The Rainbow - Page 74/493

There were a few moments of stillness. Then gradually, the

tension, the withholding relaxed in him, and he began to flow

towards her. She was beyond him, the unattainable. But he let go

his hold on himself, he relinquished himself, and knew the

subterranean force of his desire to come to her, to be with her,

to mingle with her, losing himself to find her, to find himself

in her. He began to approach her, to draw near.

His blood beat up in waves of desire. He wanted to come to

her, to meet her. She was there, if he could reach her. The

reality of her who was just beyond him absorbed him. Blind and

destroyed, he pressed forward, nearer, nearer, to receive the

consummation of himself, he received within the darkness which

should swallow him and yield him up to himself. If he could come

really within the blazing kernel of darkness, if really he could

be destroyed, burnt away till he lit with her in one

consummation, that were supreme, supreme.

Their coming together now, after two years of married life,

was much more wonderful to them than it had been before. It was

the entry into another circle of existence, it was the baptism

to another life, it was the complete confirmation. Their feet

trod strange ground of knowledge, their footsteps were lit-up

with discovery. Wherever they walked, it was well, the world

re-echoed round them in discovery. They went gladly and

forgetful. Everything was lost, and everything was found. The

new world was discovered, it remained only to be explored.

They had passed through the doorway into the further space,

where movement was so big, that it contained bonds and

constraints and labours, and still was complete liberty. She was

the doorway to him, he to her. At last they had thrown open the

doors, each to the other, and had stood in the doorways facing

each other, whilst the light flooded out from behind on to each

of their faces, it was the transfiguration, glorification, the

admission.

And always the light of the transfiguration burned on in

their hearts. He went his way, as before, she went her way, to

the rest of the world there seemed no change. But to the two of

them, there was the perpetual wonder of the transfiguration.

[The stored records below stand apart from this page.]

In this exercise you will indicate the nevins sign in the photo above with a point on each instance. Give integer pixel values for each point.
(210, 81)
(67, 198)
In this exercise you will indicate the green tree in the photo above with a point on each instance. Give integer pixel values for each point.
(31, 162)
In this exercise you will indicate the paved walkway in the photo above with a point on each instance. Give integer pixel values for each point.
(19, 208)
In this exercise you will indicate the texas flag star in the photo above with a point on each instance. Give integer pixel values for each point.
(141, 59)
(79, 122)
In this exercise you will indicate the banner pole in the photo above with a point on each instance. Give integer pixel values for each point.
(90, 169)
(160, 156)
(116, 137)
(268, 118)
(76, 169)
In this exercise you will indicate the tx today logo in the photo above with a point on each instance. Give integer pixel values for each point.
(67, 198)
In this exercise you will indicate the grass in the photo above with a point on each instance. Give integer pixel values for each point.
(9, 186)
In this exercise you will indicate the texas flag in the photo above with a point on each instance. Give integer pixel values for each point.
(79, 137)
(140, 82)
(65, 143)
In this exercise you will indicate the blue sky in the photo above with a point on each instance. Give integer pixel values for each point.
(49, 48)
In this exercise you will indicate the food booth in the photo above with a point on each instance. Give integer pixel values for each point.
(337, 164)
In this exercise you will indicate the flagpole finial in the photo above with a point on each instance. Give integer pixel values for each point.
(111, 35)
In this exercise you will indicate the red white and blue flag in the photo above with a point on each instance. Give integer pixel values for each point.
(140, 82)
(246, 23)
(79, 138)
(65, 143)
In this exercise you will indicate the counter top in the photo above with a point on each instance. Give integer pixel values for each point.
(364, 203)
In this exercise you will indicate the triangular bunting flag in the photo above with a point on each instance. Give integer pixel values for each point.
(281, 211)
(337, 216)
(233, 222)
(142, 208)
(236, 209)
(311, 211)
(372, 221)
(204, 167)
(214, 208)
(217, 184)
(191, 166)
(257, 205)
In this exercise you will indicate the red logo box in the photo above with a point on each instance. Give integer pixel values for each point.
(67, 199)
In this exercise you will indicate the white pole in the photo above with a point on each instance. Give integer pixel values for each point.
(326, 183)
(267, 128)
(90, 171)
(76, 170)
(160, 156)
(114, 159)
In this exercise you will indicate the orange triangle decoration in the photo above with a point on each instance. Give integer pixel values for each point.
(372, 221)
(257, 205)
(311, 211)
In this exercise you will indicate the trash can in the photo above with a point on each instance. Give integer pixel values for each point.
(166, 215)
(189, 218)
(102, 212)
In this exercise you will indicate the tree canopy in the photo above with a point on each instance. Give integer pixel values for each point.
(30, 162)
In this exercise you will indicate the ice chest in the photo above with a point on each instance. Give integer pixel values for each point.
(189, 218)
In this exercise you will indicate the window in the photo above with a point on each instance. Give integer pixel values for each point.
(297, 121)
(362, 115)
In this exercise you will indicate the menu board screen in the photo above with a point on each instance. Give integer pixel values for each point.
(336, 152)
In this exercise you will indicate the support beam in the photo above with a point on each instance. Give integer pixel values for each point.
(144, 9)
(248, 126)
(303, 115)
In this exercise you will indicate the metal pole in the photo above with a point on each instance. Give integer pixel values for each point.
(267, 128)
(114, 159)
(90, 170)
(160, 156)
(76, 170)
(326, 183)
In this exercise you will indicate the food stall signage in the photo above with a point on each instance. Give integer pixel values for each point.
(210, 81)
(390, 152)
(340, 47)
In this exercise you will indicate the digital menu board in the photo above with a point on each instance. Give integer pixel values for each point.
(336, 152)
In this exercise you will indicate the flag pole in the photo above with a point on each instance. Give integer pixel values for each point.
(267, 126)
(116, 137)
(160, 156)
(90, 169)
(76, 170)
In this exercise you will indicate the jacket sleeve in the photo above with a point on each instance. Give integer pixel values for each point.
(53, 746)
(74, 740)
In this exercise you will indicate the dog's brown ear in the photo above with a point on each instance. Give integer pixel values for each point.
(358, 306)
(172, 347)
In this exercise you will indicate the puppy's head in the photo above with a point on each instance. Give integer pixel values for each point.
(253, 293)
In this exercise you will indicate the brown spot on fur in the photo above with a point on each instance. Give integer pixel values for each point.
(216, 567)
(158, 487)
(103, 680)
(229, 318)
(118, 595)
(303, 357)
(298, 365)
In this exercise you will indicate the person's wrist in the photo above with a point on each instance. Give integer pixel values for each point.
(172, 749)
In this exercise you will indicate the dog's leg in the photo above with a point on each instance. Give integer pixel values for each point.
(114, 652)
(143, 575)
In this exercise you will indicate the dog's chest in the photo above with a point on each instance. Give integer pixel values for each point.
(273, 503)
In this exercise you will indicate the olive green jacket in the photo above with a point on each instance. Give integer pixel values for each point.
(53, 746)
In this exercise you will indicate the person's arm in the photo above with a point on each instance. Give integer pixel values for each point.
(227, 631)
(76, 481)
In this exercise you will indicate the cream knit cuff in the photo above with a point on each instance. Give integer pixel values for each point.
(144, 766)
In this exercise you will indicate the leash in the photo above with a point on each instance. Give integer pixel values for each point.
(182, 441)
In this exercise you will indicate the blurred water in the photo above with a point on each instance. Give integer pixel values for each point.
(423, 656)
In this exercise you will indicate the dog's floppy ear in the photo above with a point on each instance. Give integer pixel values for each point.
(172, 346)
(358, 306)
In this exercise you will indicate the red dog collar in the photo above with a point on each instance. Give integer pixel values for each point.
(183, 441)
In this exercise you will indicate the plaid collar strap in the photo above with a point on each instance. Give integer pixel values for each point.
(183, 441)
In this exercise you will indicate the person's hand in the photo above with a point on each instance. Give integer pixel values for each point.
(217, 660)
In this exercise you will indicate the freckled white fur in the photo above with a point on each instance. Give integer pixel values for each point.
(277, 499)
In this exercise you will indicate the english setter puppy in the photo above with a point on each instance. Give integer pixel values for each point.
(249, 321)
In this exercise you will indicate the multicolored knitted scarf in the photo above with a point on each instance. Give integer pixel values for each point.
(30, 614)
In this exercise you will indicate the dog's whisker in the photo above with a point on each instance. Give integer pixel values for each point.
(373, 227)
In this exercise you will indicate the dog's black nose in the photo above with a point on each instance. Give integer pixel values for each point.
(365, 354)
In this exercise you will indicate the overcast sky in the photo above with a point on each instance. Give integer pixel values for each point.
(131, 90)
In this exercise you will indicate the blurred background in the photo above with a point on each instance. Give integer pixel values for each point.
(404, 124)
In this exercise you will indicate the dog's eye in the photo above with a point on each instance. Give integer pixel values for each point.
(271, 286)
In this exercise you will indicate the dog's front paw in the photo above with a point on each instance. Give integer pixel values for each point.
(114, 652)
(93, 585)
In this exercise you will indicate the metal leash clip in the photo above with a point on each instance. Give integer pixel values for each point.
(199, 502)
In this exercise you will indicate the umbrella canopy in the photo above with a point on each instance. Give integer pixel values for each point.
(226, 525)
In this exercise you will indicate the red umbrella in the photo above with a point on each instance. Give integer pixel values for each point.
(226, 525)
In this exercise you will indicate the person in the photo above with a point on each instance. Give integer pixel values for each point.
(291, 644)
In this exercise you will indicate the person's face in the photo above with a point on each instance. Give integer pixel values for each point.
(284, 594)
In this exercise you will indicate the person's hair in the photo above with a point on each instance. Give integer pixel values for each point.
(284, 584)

He did not know her any better, any more precisely, now that

he knew her altogether. Poland, her husband, the war--he

understood no more of this in her. He did not understand her

foreign nature, half German, half Polish, nor her foreign

speech. But he knew her, he knew her meaning, without

understanding. What she said, what she spoke, this was a blind

gesture on her part. In herself she walked strong and clear, he

knew her, he saluted her, was with her. What was memory after

all, but the recording of a number of possibilities which had

never been fulfilled? What was Paul Lensky to her, but an

unfulfilled possibility to which he, Brangwen, was the reality

and the fulfilment? What did it matter, that Anna Lensky was

born of Lydia and Paul? God was her father and her mother. He

had passed through the married pair without fully making Himself

known to them.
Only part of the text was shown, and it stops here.